L’usage de l’oseltamivir (Tamiflu®) et du zanamivir (Relenza®), des inhibiteurs de la neuraminidase, dans le cadre de la grippe saisonnière, a été abordé dans les Folia d' août et de septembre 2009 . La conclusion de cet article était que leur bénéfice est limité, et qu’il n’y a pas de preuves, ni chez les enfants, ni chez les adultes, d’un effet bénéfique sur la mortalité ou sur les complications graves dues à l’influenza chez les patients à risque. Dans les Folia de septembre 2009 , on renvoyait à une méta-analyse qui confirmait cette conclusion à propos des enfants, et récemment, ceci a aussi été confirmé pour les adultes.

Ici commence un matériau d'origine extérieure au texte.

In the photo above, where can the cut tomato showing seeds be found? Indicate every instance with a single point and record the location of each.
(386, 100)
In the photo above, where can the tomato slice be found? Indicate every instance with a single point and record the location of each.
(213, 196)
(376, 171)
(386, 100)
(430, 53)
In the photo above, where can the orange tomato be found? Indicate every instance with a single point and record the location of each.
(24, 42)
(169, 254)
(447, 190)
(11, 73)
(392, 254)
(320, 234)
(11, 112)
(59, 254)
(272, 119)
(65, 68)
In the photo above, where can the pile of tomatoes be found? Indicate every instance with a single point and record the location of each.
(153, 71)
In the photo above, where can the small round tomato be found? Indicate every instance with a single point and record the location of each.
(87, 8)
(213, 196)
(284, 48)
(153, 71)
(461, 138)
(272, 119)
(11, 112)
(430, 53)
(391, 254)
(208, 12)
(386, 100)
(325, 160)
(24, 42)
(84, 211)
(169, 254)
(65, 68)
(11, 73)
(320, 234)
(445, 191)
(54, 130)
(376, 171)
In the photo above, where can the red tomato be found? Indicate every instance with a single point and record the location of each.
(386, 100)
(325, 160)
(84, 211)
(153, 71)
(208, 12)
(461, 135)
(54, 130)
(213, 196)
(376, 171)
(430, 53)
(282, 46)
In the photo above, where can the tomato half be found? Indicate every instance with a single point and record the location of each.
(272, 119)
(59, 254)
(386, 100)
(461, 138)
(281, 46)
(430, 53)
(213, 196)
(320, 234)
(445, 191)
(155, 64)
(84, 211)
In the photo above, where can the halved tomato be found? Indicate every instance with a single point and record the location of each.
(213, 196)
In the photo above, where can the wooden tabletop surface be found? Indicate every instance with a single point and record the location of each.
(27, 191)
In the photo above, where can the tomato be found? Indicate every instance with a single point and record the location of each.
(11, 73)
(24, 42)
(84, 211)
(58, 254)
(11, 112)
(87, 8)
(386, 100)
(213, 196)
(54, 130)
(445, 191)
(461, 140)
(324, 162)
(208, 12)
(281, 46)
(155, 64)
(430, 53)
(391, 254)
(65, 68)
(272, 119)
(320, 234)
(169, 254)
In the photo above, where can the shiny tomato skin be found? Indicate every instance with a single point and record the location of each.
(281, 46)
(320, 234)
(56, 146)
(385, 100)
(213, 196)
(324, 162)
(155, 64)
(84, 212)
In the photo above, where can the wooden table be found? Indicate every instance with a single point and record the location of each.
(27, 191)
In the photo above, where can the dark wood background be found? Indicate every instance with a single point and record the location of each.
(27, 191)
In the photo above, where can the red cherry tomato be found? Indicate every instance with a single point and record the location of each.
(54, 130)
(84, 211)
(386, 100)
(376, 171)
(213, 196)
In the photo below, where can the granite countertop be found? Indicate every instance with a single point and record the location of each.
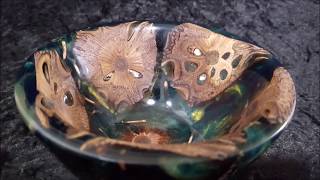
(288, 28)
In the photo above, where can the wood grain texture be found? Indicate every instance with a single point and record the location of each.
(204, 63)
(119, 61)
(58, 95)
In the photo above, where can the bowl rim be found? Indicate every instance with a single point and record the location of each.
(34, 126)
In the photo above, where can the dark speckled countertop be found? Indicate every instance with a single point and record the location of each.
(288, 28)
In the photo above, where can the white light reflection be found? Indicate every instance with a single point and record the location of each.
(169, 103)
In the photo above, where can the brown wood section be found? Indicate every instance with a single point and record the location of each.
(201, 63)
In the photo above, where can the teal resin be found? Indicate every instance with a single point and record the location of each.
(170, 114)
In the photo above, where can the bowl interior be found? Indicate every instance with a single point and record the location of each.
(65, 92)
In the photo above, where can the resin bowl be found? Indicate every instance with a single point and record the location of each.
(141, 99)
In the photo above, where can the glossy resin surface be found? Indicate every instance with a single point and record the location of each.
(187, 100)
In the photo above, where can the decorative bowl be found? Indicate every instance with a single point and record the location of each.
(144, 99)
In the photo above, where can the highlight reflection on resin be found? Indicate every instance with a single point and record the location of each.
(182, 90)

En effet, une mise à jour de la revue Cochrane de 2006 concernant l’usage des inhibiteurs de la neuraminidase chez les adultes sans facteurs de risque de complications dues à l’influenza [ Cochrane Database Syst Rev 2006; 3CD001265] a été publiée fin 2009 [ BMJ 2009; 339: b5106]. Les conclusions de cette mise à jour sont les suivantes.

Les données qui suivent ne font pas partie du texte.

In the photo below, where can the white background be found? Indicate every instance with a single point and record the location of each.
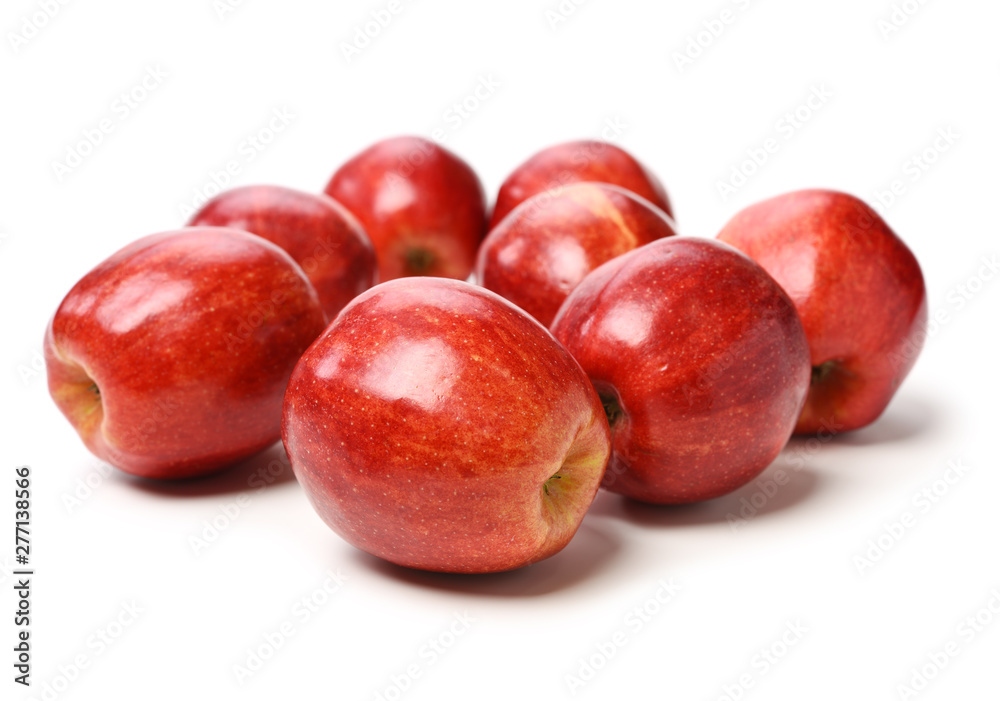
(739, 588)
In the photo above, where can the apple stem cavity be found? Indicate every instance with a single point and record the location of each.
(546, 485)
(419, 261)
(822, 371)
(612, 409)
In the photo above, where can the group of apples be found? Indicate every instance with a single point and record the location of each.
(460, 427)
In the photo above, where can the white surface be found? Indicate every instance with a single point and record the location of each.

  • Les inhibiteurs de la neuraminidase sont efficaces à titre préventif en cas d’exposition à l’influenza confirmée par des examens de laboratoire, mais pas dans les états grippaux pour lesquels il n’est pas établi avec certitude qu’il s’agit bien de l’influenza.
  • Les inhibiteurs de la neuraminidase ont un effet sur les symptômes d’une grippe saisonnière avérée (la durée de la maladie diminue d’un jour) s’ils sont pris dans les 48 heures suivant l’apparition des symptômes.
  • Il n’y a pas suffisamment de données fiables sur la place des inhibiteurs de la neuraminidase en prévention des complications dues à l’influenza.
  • En ce qui concerne les effets indésirables, les études cliniques mentionnent surtout des nausées avec l’oseltamivir. Les données concernant des effets indésirables plus rares (entre autres la possibilité d’effets indésirables neuropsychiatriques avec l’oseltamivir) sont moins univoques, et il y a probablement une sous-notification importante. [Concernant les effets indésirables des inhibiteurs de la neuraminidase (entre autres bronchospasme avec le zanamivir), voir Folia de septembre 2009 ].

Quelques remarques

  • Dans la revue Cochrane de 2006, un rôle était attribué aux inhibiteurs de la neuraminidase, plus particulièrement à l’oseltamivir, dans la prévention des complications dues à l’influenza, telles que la pneumonie. Cette affirmation se basait sur une seule publication, celle de Kaiser et al. [ Arch Intern Med 2003; 163: 1667-72]. Celle-ci traitait d’une méta-analyse de 10 études dont 2 seulement avaient été publiées dans des périodiques ayant bénéficié d’une évaluation critique (" peer-reviewed "), les 8 autres n’ayant pas été publiées ou uniquement sous forme d’abstract. Les détails de ces 8 études n’étaient pas disponibles dans la revue Cochrane précédente, et ils ne le sont pas davantage dans la mise à jour pour pouvoir être analysés. Les investigateurs de Cochrane ont dès lors décidé de ne plus inclure ces études. Il en résulte que les preuves démontrant que les inhibiteurs de la neuraminidase diminuent le risque des complications dues à l’influenza ne sont plus suffisantes, et la conclusion a donc été adaptée. Davantage d’études randomisées indépendantes sont nécessaires pour clarifier ce sujet.
  • Dans la lutte contre la pandémie due au nouveau virus de la grippe A/H1N1, les recommandations des organisations internationales de la santé, telles que l’Organisation Mondiale de la Santé (OMS) et l’ European Centre for Disease Control and Prevention (ECDC), ont accordé un rôle important aux inhibiteurs de la neuraminidase, et ce, sur base de l’extrapolation des données peu étayées de la grippe saisonnière. Il n’y a pas de preuves que les inhibiteurs de la neuraminidase soient plus efficaces en cas d’infection par le virus pandémique de la grippe A/H1N1.
  • La revue Cochrane reprend les données d’adultes sans facteurs de risque de complications dues à l’influenza; on ne dispose pas d’études chez des patients à risque accru de complications dues à l’influenza. Il n’y a pas de preuves que l’efficacité des inhibiteurs de la neuraminidase soit différente chez les patients à risque; dans cette population, un faible effet pourrait toutefois avoir un impact plus important.